Bioinformatic analyses on the shared fold

The primary structures of the abovementioned well-known 5TMR-SHKs were used to query the SignalP 5.0 webserver84 with the aim to predict any signal peptide sequence at the N-terminus of the proteins (Supplementary Fig. 2). The sequence of RibU was used as a negative control, while that of GlnP85 (UniProt accession number: Q9CES5) was used as a positive control. The inquiry on SignalP 5.0 accounted for the Gram-positive/negative origin of the organism harboring the receptors.

The sequence logo of helix 0 (Fig. 4a, on the left) was generated from the multiple sequence alignment of 5TMR-SHKs, performed on ClustalOmega86, and consequently visualized via WebLogo87. The sequences used for the multialignment were collected from the InterPro resource, more precisely from the ‘Alignment’ section (, and were implemented with the sequences of the 5TMR-containing SHKs previously employed for the signal peptide prediction. To ensure that the alignment involved only the 5TMR domain, we excluded sequences in which the 5TMR domain is at the C-terminus (proteins with the NRAMP-1 in their domain architecture), and cut the sequences to just the first 180 amino acids.

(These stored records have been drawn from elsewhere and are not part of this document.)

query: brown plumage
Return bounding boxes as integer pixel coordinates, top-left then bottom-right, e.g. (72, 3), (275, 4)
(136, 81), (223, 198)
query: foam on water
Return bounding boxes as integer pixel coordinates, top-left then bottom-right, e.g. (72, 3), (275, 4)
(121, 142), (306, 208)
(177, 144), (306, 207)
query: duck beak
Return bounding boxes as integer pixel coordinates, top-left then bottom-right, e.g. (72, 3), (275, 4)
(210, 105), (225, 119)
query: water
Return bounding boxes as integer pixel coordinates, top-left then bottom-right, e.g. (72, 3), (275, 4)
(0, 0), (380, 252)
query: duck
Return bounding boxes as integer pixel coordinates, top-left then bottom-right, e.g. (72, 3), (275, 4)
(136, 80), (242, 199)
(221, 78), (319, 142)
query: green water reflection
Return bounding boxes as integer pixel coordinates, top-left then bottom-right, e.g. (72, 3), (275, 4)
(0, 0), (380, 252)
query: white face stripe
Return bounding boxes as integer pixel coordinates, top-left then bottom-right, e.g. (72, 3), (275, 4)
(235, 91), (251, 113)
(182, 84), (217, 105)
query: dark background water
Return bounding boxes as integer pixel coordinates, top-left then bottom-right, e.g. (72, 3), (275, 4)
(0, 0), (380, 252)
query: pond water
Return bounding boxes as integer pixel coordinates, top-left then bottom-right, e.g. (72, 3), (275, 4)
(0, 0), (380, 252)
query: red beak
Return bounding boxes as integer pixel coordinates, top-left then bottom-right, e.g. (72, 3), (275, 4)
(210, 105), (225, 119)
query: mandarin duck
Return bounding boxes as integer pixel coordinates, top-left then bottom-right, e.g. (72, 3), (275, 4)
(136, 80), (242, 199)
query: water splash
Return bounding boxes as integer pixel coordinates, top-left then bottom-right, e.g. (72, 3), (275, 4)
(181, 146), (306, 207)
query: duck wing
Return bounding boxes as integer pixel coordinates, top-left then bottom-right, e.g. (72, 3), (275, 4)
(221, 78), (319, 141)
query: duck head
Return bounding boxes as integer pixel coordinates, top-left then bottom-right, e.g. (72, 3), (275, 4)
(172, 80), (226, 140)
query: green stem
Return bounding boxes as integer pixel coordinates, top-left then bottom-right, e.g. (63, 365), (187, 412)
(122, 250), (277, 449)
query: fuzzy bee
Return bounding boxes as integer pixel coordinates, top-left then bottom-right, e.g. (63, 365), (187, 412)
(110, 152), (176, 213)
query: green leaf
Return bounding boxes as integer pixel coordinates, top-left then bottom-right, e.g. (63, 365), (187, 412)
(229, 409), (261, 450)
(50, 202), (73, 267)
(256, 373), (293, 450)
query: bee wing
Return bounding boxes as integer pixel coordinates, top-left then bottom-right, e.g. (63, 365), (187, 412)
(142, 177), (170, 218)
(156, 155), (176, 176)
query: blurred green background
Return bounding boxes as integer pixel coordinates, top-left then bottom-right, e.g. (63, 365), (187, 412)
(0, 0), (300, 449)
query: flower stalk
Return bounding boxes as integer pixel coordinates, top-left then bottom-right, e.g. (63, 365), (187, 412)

The conserved regions of the 5TMR-containing SHKs (Fig. 4b) were highlighted from the multialignment of the same sequences mentioned above in the alignment, but involving exclusively the 5TMR domain (the amino acids corresponding to helix 0, cytosolic loop linking H0 to the shared fold, and intracellular domains were excluded). Also in this case, the visualization of the sequence logo was carried out via WebLogo. The top view of the six-helical fold localizing the conserved motifs of the localization of the conserved regions was generated by UCSF CHIMERAX software.

The dimeric conformation of 5TMR-receptors (Fig. 4a, on the right) was obtained using the ColabFold suite (version 1.5.2)88 available on the web-based gateway COSMIC289. Specifically, the primary sequence of YpdA from E. coli was employed as a template for the prediction of the homodimeric state selecting standard parameters (5 models, 3 recycles and stop at score of 80). Upon verification of the models, the predicted multimeric state was visualized via CHIMERAX.

The multiple combinations of sensor histidine kinases containing the 5TMR-domain (Fig. 4c) were retrieved from the ’Domain architectures’ entry available on InterPro ( Representative AlphaFold structures of SHKs showcasing the variegated intracellular assembly of the receptors were downloaded and visualized with CHIMERAX.

The ECF transporter shown in Fig. 5a corresponds to the folate ECF-transporter (PDB entry: 5D3M)33 and its cartoon was generated using CHIMERAX, as well as the helix 1 of the respective S-component represented in Fig. 5b. The sequence logo of helix 1 (Fig. 5b) was obtained for each protein family (entries PF12822, PF07694, PF04093) from the multiple sequence alignment available on the InterPro resource at the correspondent ‘Alignment’ entry, selecting the sequences provided by the SEED database90.

Reporting summary

Further information on research design is available in the Nature Portfolio Reporting Summary linked to this article.